Salah satu penyebab hal ini terjadi karena ketergantungan negara pada pekerja asing.
BARISAN.CO – Beberapa dekade yang lalu, gelar sarjana berarti jalan menuju karier yang stabil dan bergaji tinggi akan terjamin. Sayangnya, hal ini tidak lagi terjadi jika melihat pengangguran lulusan perguruan tinggi sudah menjadi berita umum.
Bahkan, baru-baru ini, Menteri Tenaga Kerja (Menaker), Ida Fauziyah menyampaikan, sekitar 12 persen pengangguran di Indonesia saat ini didominasi lulusan sarjana dan diploma.
Perluasan pendidikan tinggi tidak hanya meningkatkan perekonomian, tetapi juga memperluas wawasan dan memupuk pemikiran kritis. Namun, tujuan nasional untuk meningkatkan angka partisipasi pendidikan tinggi untuk perluasan masyarakat membawa serta masalah pengangguran.
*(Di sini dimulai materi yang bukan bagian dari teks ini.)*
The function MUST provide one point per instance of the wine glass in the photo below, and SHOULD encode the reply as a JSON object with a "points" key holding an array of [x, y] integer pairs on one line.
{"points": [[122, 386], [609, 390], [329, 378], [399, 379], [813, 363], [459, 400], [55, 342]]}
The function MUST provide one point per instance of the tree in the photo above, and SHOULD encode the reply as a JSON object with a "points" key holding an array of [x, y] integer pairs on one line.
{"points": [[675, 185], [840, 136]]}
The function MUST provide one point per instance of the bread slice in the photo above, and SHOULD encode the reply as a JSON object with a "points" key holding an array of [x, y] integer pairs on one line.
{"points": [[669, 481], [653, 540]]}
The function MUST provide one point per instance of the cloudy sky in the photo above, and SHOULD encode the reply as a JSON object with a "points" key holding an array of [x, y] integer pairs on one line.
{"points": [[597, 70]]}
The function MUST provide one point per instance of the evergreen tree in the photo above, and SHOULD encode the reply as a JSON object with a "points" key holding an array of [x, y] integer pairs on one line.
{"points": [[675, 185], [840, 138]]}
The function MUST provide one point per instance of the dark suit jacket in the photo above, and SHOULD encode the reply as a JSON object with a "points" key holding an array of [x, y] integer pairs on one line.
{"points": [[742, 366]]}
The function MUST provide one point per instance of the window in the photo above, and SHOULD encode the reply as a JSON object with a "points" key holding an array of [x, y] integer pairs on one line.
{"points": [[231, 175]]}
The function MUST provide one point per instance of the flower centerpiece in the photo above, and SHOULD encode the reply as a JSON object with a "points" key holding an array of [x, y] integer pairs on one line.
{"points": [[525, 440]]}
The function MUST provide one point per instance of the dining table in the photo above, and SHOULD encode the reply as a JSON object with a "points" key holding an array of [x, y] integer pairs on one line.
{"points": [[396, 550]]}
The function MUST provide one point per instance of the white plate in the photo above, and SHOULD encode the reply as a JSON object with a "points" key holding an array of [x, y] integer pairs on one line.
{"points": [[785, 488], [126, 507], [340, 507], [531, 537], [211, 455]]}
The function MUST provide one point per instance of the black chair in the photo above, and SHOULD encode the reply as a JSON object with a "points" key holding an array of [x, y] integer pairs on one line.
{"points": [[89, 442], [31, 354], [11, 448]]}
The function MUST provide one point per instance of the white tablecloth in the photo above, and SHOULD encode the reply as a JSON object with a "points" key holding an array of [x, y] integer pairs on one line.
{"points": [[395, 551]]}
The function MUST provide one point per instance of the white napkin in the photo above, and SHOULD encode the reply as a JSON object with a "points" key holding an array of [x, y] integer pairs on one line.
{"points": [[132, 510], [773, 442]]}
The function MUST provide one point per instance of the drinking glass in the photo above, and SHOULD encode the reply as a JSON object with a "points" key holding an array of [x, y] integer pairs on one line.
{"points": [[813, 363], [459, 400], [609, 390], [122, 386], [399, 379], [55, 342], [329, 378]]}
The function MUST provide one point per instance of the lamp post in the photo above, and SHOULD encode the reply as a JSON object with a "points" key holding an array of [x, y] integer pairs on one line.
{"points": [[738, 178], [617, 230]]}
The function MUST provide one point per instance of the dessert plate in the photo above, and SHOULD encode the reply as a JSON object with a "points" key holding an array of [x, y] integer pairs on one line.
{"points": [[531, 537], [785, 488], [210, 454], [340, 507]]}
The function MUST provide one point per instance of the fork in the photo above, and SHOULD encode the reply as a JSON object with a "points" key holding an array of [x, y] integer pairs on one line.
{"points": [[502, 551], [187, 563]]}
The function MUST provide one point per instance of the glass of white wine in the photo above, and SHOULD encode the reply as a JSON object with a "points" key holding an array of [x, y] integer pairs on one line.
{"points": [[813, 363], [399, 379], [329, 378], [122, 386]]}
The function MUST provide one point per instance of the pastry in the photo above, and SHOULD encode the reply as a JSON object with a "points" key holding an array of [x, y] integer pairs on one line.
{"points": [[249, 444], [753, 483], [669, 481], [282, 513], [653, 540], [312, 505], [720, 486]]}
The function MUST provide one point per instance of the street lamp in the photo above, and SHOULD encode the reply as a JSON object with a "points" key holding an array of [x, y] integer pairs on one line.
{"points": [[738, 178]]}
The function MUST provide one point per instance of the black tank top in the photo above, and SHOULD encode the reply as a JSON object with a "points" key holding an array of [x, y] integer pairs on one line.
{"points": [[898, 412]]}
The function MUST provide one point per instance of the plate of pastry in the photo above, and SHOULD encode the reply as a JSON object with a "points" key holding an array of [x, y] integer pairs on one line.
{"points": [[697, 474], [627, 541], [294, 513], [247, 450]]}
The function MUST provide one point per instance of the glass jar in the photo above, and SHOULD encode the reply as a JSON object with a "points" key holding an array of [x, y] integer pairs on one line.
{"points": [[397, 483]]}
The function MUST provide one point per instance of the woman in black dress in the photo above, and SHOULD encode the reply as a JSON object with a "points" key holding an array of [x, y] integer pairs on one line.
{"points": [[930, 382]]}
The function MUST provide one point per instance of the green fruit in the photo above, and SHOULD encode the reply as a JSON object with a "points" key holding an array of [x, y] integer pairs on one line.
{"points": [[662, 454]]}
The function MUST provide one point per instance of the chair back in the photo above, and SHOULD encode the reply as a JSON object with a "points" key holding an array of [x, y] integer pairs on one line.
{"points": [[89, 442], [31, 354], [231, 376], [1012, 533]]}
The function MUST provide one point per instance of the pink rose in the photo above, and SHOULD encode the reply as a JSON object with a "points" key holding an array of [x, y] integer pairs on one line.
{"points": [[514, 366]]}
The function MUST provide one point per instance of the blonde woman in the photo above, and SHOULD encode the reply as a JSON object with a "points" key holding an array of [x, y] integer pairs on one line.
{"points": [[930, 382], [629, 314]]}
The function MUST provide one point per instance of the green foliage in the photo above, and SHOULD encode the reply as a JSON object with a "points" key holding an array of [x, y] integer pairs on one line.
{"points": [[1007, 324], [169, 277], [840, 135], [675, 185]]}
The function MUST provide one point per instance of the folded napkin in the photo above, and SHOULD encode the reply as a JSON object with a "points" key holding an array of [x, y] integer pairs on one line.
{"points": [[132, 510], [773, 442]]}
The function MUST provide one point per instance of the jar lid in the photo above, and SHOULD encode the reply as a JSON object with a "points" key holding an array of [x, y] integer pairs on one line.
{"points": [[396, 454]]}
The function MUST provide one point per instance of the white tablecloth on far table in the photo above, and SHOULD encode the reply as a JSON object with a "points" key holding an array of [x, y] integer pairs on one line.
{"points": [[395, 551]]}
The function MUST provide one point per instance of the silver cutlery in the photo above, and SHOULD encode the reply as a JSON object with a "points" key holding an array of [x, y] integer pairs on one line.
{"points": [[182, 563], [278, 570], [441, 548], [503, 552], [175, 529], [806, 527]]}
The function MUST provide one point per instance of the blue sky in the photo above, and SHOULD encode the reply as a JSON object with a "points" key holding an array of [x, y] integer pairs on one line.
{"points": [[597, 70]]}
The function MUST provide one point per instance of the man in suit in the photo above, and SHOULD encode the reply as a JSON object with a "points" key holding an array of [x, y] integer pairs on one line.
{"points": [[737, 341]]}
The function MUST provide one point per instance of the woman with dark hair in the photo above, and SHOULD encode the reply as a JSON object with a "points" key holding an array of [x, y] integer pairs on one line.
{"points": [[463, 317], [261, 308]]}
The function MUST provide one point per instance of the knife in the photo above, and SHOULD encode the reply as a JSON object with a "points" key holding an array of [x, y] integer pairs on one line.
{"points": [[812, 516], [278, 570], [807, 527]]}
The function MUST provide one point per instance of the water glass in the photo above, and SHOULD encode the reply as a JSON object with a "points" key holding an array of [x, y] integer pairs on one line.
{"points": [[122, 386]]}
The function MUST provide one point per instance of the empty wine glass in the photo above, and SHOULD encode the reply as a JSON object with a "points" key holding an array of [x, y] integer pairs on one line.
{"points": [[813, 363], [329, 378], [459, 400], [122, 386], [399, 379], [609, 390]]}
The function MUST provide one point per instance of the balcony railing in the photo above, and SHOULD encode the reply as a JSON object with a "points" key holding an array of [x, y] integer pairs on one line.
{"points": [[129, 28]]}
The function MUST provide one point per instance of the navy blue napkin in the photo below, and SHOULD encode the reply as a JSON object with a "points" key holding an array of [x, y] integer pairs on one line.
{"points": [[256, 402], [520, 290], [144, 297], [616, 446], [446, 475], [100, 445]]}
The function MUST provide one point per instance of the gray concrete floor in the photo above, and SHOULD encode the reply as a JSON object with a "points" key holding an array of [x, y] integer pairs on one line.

Menjamurnya jumlah lulusan yang dihasilkan tidak sebanding dengan jumlah yang dapat diserap pasar kerja, sehingga mereka sulit mendapatkan pekerjaan. Dengan banyaknya lulusan, pemberi kerja bisa pilih-pilih dan sering kali lulusan terdesak untuk mengambil pekerjaan non-lulusan, yang kemudian mempersulit non-lulusan untuk mencari pekerjaan.
Sialnya, saat menganggur, mereka dianggap pilih-pilih pekerjaan. Padahal, problema yang terjadi tidak sesederhana itu.
Jika melihat lowongan pekerjaan, perusahaan lebih sering menuliskan kriteria mencari yang telah berpengalaman sekian tahun. Sedangkan, lulusan baru alias fresh graduate kebanyakan belum memiliki pengalaman.
Ada beberapa penyebab lainnya yang membuat lulusan sarjana justru menjadi pengangguran. Pertama, investasi nasional dan asing yang tidak mencukupi untuk produksi. Menurut data Badan Koordinasi Penanaman Modal (BKPM), realisasi investasi asing di Indonesia mencapai US$168,9 miliar pada kuartal III tahun 2022. Namun, investasi asing sebagian besar terkonsentrasi pada pertambangan yang tidak menciptakan begitu banyak lapangan kerja.
Penyebab selanjutnya, sistem pendidikan yang tidak mempersiapkan siswa secara memadai untuk pasar kerja. Banyak pemberi kerja yang menilai, sarjana misalnya kurang menguasai bahasa asing.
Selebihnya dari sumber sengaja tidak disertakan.